国民の不安感に直結する犯罪が増え、体感治安の悪化につながる恐れがある。警察は対策を急ぎ、摘発を強化してもらいたい。
今年1~6月の上半期に全国の警察が認知した刑法犯は、前年同期と比べ21・1%増の33万3003件だったことが警察庁のまとめ(暫定値)で分かった。
21年ぶりに増加に転じた。通年で20年ぶりに増えた2022年の傾向がとまらない状況だ。
本県でも増加に転じ、20・4%増の3997件だった。通年でみると、昨年まで20年続けて減ったが、今年は増える可能性がある。
全国では、新型コロナウイルス感染拡大前の19年上半期と比べ、刑法犯全体は減ったが、殺人や強盗、放火、強制性交(不同意性交)などの重要犯罪は増えた。
自転車盗や路上での傷害、暴行などの「街頭犯罪」と、侵入強盗や侵入盗などの「侵入犯罪」がそれぞれ3割近く増えた。身近な場所での犯罪が目立っている。
感染対策が進み、行動制限の緩和による「反動」が要因とみられる。経済活動や人の流れが平常に戻りつつある中、警察当局は体感治安の悪化を警戒すべきだろう。

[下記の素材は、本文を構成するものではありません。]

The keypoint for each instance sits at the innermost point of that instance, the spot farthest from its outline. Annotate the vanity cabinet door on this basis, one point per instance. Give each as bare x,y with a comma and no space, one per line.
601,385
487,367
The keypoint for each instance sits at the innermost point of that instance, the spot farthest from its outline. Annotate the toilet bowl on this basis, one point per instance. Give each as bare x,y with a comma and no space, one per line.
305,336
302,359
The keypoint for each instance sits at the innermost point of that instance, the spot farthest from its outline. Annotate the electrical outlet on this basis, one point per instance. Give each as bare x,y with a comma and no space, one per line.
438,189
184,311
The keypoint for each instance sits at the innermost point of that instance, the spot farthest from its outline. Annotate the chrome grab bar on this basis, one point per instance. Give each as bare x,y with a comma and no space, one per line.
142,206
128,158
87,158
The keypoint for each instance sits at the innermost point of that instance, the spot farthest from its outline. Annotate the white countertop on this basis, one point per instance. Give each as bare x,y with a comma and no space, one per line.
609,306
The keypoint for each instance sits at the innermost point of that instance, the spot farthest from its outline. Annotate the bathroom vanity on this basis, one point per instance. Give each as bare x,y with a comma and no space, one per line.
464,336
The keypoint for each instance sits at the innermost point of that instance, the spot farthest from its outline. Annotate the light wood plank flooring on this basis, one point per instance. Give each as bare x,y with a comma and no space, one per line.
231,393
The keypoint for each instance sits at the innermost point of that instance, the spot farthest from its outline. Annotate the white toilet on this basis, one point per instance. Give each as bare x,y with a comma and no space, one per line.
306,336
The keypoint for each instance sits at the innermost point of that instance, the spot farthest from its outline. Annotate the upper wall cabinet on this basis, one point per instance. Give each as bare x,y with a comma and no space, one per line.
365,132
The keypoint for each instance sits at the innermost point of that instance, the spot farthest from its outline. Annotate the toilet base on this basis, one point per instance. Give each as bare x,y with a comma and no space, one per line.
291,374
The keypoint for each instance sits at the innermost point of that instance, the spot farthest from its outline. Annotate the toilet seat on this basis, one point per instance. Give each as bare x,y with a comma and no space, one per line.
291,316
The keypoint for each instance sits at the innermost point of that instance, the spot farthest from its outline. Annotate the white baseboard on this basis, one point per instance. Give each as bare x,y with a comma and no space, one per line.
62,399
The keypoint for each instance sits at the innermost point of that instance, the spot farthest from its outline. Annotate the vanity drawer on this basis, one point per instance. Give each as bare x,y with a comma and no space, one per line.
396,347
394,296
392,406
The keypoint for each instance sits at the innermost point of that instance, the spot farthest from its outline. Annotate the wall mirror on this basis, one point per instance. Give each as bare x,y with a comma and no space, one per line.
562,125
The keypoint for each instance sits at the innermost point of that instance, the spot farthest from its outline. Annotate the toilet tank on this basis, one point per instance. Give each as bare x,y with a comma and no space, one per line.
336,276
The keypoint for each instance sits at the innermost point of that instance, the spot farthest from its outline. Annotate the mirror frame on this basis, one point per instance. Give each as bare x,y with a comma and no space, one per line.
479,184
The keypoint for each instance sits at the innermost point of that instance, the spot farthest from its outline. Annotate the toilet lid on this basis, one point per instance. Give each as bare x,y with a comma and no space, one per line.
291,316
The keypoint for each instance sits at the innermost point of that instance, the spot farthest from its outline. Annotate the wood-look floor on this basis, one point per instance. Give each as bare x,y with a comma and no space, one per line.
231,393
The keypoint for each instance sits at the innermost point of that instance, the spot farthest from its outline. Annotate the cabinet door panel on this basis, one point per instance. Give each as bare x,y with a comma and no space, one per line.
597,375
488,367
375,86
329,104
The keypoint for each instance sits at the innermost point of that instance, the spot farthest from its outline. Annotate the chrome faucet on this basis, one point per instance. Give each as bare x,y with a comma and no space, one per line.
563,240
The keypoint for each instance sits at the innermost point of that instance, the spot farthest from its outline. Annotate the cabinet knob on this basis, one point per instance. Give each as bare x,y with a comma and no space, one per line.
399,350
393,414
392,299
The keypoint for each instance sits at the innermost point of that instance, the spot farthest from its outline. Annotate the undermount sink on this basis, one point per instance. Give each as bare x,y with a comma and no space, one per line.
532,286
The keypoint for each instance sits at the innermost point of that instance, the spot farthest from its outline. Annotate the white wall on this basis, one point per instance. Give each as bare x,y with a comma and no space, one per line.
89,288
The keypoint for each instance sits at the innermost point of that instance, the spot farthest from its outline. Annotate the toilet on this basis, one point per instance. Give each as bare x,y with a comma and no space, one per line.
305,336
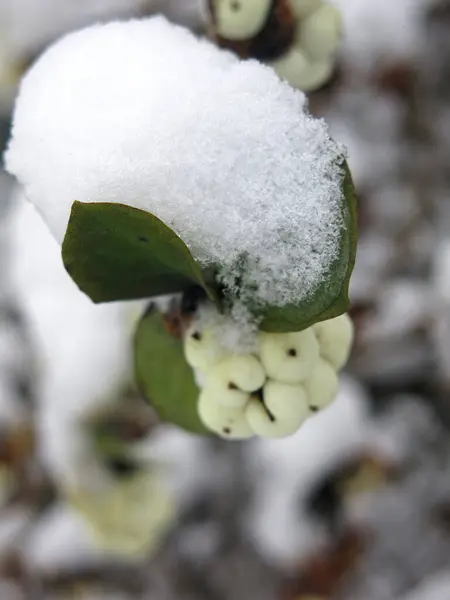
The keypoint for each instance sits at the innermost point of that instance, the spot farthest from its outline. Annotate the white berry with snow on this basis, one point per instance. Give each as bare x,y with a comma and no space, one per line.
335,338
236,373
240,20
289,357
99,119
264,424
201,348
322,386
286,401
296,68
228,422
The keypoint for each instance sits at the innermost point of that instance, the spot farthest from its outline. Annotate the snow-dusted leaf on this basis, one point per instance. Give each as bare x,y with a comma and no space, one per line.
330,299
163,375
240,170
116,252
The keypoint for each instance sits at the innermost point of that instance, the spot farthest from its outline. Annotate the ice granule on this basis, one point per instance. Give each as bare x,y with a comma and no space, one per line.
144,113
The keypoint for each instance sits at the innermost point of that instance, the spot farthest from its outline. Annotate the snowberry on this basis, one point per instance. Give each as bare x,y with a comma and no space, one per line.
320,33
264,424
201,348
296,68
233,377
228,422
240,19
335,338
285,401
288,357
322,385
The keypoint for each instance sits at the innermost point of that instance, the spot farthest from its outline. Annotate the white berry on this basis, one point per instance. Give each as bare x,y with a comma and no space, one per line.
240,19
322,386
201,348
335,338
285,401
226,421
320,33
289,357
302,72
234,377
264,424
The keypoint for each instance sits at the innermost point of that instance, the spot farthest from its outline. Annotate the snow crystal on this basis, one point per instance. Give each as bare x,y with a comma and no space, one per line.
144,113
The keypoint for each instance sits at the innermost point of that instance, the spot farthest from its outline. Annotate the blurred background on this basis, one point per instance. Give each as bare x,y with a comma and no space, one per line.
357,504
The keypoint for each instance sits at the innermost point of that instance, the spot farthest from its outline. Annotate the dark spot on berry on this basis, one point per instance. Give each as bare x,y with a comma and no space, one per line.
121,467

注意したいのは、交流サイト(SNS)上で「闇バイト」に応募した若者らに強盗や窃盗をさせる新たな手口の犯罪だ。
「ルフィ」らを名乗る指示役による広域強盗事件で注目された。1月には東京都内で住人の女性が暴行されて死亡する強盗致死事件が発生した。
アルバイト感覚で犯罪に手を染める実態が明らかになり、社会に不安が広がっている。警察をはじめ関係機関は増える刑法犯に危機感を持たねばならない。
警察庁は今月、SNSなどでつながり、特殊詐欺や闇バイトなどの犯罪に関わる集団を「匿名・流動型犯罪グループ」と新たに規定、全国の警察に実態解明や摘発を強化するよう指示した。

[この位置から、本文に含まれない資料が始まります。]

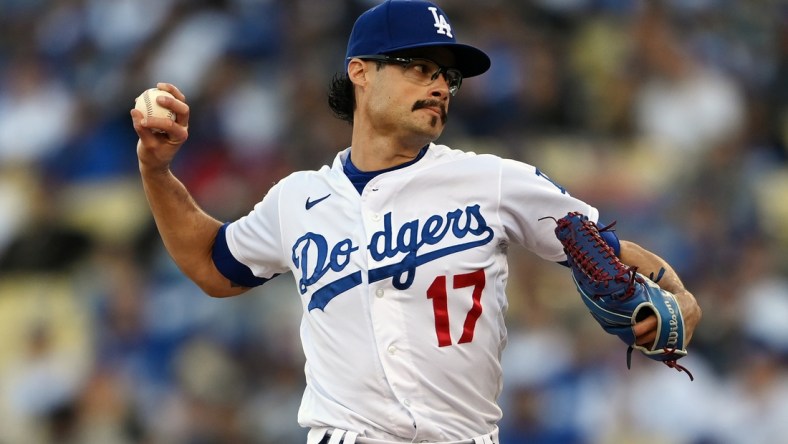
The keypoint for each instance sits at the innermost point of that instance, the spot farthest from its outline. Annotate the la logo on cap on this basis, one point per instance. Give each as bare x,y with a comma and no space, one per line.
440,22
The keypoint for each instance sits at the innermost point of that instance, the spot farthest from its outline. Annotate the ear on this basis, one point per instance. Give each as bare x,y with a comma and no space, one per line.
356,71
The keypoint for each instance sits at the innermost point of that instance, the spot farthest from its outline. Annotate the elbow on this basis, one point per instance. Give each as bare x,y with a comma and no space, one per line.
224,290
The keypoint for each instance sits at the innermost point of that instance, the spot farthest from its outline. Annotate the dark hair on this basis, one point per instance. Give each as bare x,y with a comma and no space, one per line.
342,98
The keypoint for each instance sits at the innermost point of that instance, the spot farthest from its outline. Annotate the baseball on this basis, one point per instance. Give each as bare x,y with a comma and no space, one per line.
146,103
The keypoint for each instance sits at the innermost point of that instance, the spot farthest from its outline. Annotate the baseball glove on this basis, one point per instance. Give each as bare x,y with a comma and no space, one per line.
617,295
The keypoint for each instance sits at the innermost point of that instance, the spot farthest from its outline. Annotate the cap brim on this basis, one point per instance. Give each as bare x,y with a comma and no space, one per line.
469,60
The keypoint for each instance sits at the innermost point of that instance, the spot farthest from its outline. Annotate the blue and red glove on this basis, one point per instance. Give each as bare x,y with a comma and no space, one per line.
617,295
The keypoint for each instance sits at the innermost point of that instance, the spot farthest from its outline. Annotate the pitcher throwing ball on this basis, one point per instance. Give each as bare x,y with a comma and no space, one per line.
398,249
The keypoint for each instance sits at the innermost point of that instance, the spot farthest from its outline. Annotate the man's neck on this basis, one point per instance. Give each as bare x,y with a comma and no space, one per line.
379,153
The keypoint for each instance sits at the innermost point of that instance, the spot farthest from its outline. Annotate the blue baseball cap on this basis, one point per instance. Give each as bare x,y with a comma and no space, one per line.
397,25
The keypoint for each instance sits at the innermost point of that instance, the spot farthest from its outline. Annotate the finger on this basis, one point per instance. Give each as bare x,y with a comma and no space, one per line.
176,103
172,89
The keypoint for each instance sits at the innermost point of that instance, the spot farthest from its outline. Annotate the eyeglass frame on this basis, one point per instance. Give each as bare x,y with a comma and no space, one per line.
405,61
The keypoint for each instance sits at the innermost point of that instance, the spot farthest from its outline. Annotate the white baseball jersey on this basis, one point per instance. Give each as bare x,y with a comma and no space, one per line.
403,285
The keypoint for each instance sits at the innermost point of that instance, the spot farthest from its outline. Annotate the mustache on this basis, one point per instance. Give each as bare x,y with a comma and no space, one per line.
433,104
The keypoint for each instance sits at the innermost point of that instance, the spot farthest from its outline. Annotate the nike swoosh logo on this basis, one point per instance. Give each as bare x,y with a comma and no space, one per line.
312,203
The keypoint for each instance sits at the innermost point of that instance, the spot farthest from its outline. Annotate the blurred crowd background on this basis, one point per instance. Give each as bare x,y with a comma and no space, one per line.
670,116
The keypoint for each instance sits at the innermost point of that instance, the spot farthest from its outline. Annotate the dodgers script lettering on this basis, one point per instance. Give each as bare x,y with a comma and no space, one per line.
313,257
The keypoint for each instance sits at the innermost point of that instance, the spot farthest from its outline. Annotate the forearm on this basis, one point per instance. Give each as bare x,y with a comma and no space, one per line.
186,230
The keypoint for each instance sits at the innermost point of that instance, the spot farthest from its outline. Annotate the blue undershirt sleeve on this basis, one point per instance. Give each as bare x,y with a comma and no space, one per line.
229,266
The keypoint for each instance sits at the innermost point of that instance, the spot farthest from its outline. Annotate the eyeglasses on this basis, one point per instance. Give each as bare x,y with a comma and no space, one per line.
422,71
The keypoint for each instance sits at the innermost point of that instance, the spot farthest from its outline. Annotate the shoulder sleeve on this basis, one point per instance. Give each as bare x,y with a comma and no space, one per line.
528,196
255,240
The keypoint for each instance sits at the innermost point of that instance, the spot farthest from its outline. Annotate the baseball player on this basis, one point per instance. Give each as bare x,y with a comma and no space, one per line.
398,248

全国で起きる特殊詐欺に効率的に対応するため、47都道府県警から集められた捜査員が、犯行グループの活動拠点が集まる首都圏で集中捜査する専門部隊を拡充し、新組織として来春発足させる。
事件捜査は「発生地主義」が原則だが、新組織は地方の警察本部から捜査嘱託を受けると、初動から容疑者割り出し、内偵など摘発までの捜査の中枢部分に関わる。
捜査員の首都圏出張などの手間を減らし、専門的な捜査力を生かすことでスピード感のある捜査や摘発を期待したい。

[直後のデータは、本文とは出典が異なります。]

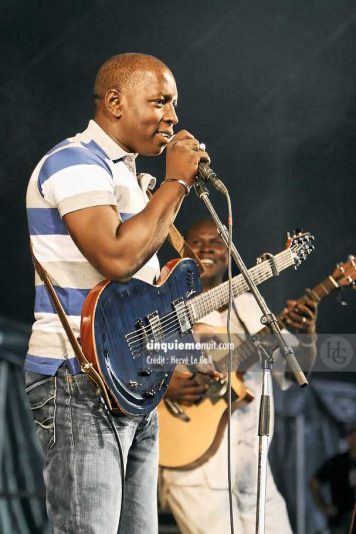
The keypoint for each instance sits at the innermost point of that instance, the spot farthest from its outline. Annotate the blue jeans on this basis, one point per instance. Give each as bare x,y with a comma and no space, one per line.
82,463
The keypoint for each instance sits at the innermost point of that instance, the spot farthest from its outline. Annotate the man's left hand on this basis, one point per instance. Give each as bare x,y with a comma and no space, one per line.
300,315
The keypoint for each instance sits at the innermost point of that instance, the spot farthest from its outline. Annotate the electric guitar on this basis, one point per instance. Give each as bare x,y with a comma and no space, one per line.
190,435
126,328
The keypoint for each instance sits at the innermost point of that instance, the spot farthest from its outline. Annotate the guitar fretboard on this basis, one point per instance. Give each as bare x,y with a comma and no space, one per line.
200,306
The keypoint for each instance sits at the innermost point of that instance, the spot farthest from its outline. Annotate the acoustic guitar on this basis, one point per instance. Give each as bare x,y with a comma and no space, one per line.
190,435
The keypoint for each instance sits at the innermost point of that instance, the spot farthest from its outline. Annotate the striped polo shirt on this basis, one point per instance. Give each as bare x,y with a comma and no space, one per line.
89,169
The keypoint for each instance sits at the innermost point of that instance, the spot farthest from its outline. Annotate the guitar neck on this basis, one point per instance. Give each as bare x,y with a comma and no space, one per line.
323,289
201,305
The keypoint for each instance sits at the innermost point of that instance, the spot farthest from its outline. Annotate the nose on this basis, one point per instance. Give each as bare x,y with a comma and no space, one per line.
206,247
170,115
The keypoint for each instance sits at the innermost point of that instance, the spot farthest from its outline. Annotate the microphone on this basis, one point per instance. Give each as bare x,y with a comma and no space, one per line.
207,174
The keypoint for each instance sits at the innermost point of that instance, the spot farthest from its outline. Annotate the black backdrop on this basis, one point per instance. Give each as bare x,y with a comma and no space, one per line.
268,85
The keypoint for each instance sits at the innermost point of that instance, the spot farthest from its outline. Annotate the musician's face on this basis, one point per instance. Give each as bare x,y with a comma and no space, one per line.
210,248
148,113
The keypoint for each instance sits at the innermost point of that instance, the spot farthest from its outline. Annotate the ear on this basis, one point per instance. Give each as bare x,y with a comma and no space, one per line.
113,103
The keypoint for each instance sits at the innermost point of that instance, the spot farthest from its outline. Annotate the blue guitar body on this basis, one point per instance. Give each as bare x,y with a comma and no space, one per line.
120,320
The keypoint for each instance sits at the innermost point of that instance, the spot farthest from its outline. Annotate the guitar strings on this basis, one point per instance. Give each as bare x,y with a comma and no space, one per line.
136,338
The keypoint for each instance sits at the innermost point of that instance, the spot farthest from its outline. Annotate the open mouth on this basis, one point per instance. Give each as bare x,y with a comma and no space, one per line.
166,136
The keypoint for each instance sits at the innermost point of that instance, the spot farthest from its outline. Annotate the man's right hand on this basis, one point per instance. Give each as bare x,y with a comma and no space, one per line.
185,388
183,157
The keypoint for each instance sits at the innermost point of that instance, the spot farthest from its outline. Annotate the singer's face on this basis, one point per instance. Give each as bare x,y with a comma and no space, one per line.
148,113
205,241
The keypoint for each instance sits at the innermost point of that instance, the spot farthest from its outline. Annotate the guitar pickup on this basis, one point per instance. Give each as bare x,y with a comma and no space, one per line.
155,325
182,315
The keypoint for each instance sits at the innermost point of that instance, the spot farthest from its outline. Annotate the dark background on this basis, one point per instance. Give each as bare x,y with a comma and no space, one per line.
269,86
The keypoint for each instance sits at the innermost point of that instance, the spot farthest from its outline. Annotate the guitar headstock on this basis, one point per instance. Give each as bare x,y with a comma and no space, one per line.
345,273
301,245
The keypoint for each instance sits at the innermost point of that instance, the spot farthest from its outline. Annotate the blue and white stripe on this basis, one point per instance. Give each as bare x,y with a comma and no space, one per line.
87,170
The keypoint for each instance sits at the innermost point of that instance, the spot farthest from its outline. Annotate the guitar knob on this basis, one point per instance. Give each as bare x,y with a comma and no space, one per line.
133,384
145,372
149,393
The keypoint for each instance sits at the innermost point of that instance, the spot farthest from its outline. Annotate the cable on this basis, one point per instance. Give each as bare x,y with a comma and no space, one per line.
229,367
122,465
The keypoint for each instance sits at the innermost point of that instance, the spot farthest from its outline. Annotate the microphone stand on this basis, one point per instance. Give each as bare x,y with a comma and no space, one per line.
268,319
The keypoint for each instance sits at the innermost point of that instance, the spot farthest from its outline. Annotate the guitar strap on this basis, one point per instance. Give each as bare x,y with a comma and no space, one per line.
85,366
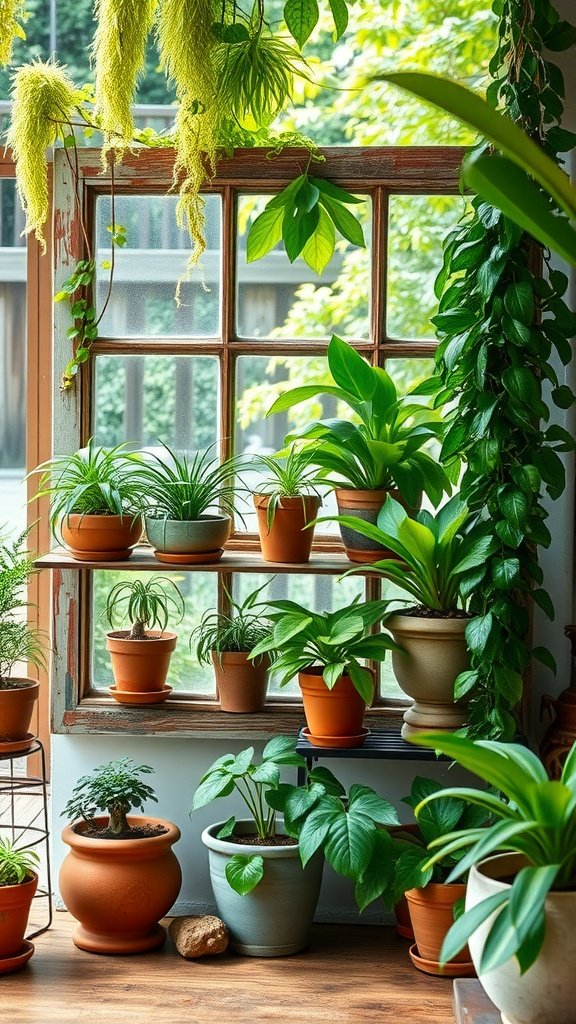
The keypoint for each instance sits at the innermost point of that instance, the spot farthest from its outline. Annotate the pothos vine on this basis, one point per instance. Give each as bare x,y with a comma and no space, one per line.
502,323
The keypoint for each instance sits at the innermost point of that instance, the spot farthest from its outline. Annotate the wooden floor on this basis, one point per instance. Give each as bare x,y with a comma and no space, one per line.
348,975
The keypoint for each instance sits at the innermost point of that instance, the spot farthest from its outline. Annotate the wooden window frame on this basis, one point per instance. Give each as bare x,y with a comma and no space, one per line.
378,172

都道府県警の枠を超え、警察組織の部門の縦割りを排することにも効果があるだろう。
特殊詐欺の被害総額は03~22年で6千億円を突破した。新潟、長岡両市の一般会計当初予算を足した額を上回る。国民の貴重な財産を守るため、全国の警察が英知を結集することが求められる。